Филипп вспомнил то, что осталось от сна. Три дня. А что потом? Точно ничего хорошего.

Алхимик еще долго сидел за столом в глубокой задумчивости. Он листал книгу Ванессы, смотрел то на нее, то на суму, в которой лежали его вещи. Думал о том, зачем приплыл на Зеленый берег. Поиск лекарства от чумы. На самом деле - поиск лекарства от своей болезни. Сейчас он ищет лекарство от другой болезни и пытается остановить эпидемию, спасти маленькое поселение от полного вымирания. Ничего из этого он не успеет, а в том, что он не болен, а проклят, Филипп уже не сомневался.

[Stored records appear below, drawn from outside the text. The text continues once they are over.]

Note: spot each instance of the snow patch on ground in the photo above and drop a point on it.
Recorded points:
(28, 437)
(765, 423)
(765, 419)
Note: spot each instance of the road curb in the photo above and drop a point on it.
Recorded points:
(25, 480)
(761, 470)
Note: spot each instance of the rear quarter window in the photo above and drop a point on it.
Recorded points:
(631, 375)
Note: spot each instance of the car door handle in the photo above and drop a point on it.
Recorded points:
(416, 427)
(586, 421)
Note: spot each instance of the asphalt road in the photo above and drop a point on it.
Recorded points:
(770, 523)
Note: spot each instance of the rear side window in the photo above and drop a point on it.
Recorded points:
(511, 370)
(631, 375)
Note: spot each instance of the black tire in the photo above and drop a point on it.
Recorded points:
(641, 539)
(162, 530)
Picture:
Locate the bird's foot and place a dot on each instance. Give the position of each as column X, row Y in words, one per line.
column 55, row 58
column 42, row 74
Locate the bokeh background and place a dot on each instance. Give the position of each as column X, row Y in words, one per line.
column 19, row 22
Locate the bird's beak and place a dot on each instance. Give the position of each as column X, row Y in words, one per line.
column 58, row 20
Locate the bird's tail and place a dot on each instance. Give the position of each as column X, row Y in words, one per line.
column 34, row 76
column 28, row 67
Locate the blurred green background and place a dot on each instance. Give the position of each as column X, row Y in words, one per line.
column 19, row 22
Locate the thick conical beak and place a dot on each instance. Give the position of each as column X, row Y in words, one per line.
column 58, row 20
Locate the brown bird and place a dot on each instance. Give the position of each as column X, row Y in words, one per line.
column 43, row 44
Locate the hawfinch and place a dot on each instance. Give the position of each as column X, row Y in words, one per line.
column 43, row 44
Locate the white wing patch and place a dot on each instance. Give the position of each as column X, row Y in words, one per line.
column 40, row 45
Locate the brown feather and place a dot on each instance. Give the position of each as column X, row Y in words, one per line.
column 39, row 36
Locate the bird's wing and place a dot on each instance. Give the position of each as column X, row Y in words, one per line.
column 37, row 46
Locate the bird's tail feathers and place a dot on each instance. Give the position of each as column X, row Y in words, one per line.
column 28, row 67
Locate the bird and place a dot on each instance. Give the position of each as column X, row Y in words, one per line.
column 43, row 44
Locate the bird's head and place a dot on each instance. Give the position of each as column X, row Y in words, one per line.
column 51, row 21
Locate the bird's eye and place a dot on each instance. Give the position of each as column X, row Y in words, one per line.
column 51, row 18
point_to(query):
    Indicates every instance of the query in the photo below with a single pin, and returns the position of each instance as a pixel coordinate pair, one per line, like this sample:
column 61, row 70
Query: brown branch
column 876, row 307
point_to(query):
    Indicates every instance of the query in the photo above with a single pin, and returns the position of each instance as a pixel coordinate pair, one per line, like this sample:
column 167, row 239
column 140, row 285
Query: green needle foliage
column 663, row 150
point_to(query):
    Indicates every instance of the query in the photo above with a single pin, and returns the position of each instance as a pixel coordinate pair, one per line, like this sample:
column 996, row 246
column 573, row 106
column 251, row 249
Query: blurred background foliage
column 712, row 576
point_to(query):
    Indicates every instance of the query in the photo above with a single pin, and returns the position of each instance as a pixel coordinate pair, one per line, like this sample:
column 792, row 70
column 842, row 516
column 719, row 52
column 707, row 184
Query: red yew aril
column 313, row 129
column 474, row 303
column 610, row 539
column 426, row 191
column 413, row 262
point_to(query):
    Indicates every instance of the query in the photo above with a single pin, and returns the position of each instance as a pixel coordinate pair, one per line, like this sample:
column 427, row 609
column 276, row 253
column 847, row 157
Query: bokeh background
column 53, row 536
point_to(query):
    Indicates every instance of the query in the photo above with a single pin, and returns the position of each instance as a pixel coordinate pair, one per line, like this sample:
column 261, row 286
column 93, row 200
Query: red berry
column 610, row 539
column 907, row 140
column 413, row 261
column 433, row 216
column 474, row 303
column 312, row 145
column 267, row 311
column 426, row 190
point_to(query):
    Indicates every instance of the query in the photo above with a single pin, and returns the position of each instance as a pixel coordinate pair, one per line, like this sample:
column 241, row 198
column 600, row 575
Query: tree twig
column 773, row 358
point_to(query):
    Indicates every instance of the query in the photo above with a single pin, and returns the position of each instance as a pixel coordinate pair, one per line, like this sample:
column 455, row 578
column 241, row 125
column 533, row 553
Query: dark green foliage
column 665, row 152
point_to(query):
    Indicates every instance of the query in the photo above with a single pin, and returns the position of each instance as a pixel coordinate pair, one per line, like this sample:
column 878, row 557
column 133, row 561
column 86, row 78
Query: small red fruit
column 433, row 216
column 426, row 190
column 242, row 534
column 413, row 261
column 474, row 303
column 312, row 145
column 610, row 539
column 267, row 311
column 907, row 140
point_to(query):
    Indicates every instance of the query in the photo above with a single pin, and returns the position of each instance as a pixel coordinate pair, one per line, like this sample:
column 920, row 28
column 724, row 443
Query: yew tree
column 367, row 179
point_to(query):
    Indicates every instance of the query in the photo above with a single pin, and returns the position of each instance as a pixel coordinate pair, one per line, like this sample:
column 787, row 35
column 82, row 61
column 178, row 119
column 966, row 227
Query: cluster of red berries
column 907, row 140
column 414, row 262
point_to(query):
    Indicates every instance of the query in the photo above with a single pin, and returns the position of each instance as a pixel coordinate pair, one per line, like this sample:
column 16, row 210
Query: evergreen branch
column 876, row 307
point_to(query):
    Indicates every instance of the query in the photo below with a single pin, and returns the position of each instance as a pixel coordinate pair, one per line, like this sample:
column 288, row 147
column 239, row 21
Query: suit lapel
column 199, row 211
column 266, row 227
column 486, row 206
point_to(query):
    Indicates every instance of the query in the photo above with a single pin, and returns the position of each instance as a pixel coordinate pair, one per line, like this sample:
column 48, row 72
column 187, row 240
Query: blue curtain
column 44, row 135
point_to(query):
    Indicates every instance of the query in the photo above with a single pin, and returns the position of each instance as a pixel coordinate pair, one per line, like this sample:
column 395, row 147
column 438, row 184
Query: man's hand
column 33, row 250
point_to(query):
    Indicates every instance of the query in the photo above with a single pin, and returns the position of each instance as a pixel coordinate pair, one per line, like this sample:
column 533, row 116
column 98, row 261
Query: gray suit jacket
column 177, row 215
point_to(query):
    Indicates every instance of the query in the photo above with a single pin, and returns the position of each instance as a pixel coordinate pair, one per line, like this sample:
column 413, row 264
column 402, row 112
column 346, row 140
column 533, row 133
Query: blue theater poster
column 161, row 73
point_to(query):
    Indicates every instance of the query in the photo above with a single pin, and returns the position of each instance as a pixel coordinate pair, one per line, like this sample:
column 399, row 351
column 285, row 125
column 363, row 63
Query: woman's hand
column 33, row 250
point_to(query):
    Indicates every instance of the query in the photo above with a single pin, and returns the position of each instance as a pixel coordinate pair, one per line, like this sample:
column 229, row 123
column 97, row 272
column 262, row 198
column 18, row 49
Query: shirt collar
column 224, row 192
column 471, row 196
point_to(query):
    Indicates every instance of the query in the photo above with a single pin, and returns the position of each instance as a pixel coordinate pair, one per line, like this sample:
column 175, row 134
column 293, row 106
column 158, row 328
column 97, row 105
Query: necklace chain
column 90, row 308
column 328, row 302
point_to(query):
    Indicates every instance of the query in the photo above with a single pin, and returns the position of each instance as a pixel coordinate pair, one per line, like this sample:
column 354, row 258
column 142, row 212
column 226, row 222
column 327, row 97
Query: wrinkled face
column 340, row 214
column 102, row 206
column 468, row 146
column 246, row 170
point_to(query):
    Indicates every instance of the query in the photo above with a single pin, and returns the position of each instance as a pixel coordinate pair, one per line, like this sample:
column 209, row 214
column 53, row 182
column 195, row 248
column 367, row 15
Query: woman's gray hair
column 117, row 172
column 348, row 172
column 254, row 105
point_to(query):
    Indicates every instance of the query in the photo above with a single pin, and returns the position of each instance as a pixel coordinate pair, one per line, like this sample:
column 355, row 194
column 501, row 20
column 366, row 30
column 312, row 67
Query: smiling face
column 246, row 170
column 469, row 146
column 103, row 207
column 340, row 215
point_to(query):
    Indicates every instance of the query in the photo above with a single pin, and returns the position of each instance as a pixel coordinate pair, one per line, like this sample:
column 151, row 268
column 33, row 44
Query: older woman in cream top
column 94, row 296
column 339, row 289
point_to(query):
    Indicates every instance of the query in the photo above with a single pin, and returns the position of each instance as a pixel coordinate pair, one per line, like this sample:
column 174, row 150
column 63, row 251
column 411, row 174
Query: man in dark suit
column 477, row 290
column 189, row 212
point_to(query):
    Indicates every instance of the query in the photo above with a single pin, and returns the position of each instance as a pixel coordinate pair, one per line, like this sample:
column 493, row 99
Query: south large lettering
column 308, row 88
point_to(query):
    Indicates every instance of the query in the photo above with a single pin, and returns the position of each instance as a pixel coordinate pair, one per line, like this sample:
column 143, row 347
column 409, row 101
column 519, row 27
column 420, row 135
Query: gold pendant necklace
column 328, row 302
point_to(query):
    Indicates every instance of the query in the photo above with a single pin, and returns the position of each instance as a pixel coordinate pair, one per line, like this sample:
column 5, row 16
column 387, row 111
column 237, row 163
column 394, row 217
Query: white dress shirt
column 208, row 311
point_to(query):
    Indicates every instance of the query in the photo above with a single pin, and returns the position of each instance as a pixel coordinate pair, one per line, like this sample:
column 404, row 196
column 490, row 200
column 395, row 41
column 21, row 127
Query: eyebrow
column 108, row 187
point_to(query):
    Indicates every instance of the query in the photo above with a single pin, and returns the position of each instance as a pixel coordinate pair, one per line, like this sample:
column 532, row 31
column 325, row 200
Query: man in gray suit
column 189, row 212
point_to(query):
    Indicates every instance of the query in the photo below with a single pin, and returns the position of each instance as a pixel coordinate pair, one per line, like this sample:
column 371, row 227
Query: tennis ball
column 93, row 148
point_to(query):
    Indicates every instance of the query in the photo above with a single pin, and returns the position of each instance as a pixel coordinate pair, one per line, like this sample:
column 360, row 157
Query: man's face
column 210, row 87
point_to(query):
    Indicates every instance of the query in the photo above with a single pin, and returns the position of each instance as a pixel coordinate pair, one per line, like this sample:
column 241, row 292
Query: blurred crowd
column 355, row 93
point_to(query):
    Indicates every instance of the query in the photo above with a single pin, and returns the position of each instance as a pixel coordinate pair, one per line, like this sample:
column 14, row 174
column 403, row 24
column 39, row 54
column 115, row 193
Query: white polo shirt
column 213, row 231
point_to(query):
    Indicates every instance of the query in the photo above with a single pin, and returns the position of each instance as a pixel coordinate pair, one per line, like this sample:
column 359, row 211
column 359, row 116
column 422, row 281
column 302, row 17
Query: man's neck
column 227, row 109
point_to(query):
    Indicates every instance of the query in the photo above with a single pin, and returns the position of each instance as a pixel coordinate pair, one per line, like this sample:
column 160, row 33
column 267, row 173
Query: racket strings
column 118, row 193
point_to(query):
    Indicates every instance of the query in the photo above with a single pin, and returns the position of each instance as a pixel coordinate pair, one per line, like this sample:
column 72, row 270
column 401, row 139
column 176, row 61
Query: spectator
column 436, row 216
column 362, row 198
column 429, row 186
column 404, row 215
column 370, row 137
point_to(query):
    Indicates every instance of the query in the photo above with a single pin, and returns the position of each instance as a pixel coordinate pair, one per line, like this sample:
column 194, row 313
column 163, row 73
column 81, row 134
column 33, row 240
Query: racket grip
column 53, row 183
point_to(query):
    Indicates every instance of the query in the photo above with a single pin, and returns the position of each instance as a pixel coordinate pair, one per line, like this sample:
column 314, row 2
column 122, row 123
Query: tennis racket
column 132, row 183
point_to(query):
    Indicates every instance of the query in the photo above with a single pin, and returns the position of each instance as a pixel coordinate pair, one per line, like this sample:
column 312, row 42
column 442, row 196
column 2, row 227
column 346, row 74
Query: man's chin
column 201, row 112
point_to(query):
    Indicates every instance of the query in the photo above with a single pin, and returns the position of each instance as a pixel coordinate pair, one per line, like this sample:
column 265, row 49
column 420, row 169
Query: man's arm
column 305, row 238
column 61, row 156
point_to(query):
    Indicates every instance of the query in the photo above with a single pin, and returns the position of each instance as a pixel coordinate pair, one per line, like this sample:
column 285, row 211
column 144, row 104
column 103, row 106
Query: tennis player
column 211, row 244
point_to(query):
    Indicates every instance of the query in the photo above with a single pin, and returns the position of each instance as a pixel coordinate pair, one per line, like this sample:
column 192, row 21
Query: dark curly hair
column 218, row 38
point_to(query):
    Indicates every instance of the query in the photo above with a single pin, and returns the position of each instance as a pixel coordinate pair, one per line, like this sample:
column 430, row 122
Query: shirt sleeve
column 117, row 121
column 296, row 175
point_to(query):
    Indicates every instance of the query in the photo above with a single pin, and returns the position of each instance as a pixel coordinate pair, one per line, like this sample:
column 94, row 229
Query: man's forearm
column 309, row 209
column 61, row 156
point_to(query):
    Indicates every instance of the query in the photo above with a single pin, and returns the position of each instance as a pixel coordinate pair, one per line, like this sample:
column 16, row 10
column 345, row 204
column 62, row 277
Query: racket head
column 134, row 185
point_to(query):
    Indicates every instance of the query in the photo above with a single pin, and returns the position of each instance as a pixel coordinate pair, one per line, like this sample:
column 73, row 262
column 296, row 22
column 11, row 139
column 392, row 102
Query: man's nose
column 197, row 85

Слишком многое говорило об этом, и только упрямство, нелюбовь ко всему антинаучному и страх Филиппа перед жестокой правдой не позволяли признать очевидное.

Он не успеет спасти себя. Ему пора на патрулирование, спасать тех, кто живет здесь, на Зеленом берегу...

А надо ли?

Он прибыл на Зеленый берег для того, чтобы найти лекарство от чумы, по официальной версии. По иронии судьбы, он его сейчас и ищет. За три дня он не успеет. Может, жителей Зеленого берега можно спасти, но не за три дня, а после того, как произойдет что-то страшное, спасать их будет некому. Нет, им он уже не поможет. Нужно помогать тем, кому можно помочь.

Ванесса.

И до того, как начнется что-то плохое, у Филиппа есть три дня. Три ночи. Днем он подарит ей свое время, которого у него так немного осталось, разделит самое дорогое, что у него есть, с самым дорогим для него человеком. Ночью он будет трудиться над тем, что ей поможет в жизни. Поможет уже после того, как совершится что-то страшное.

Филипп чувствовал и знал - это то, что он должен сделать. Он поможет той единственной, которая спасется из этого кошмара, поможет всем, чем сможет. Мрачная уверенность завладела им целиком. Страх стал незаметным, он был рядом, но он как будто бы притих, чтобы не мешать. Филипп достал из сумы бумагу, пергамент, чернила. Открыл книгу Ванессы на первой чистой странице и составил на пергаменте список того, что нужно было внести в книгу. Кажется, раньше она была тоньше, и заполнена в ней была треть, а не десятая часть. Перед Филиппом лежал большой фолиант, сделанный из дорогих материалов. Страницы были посеребрены по краям, как будто кто-то провел кистью с серебром по торцам закрытой книги. Твердая обложка ласкала пальцы черной замшей и шелковой вышивкой. Как только лекарь коснулся пером страниц фолианта и вывел первую литеру, с ним произошло что-то чудовищное, будто что-то прямо из глубин Небытия, холодное, темное и злое схватило его за сердце, стеснило разум своей волей... И одновременно нечто прекрасное, сгоняющее усталость и вселяющее новую жизнь, поистине расправляющее писцу крылья. Это было чем-то однозначно волнующим и полностью пленившим все его существо.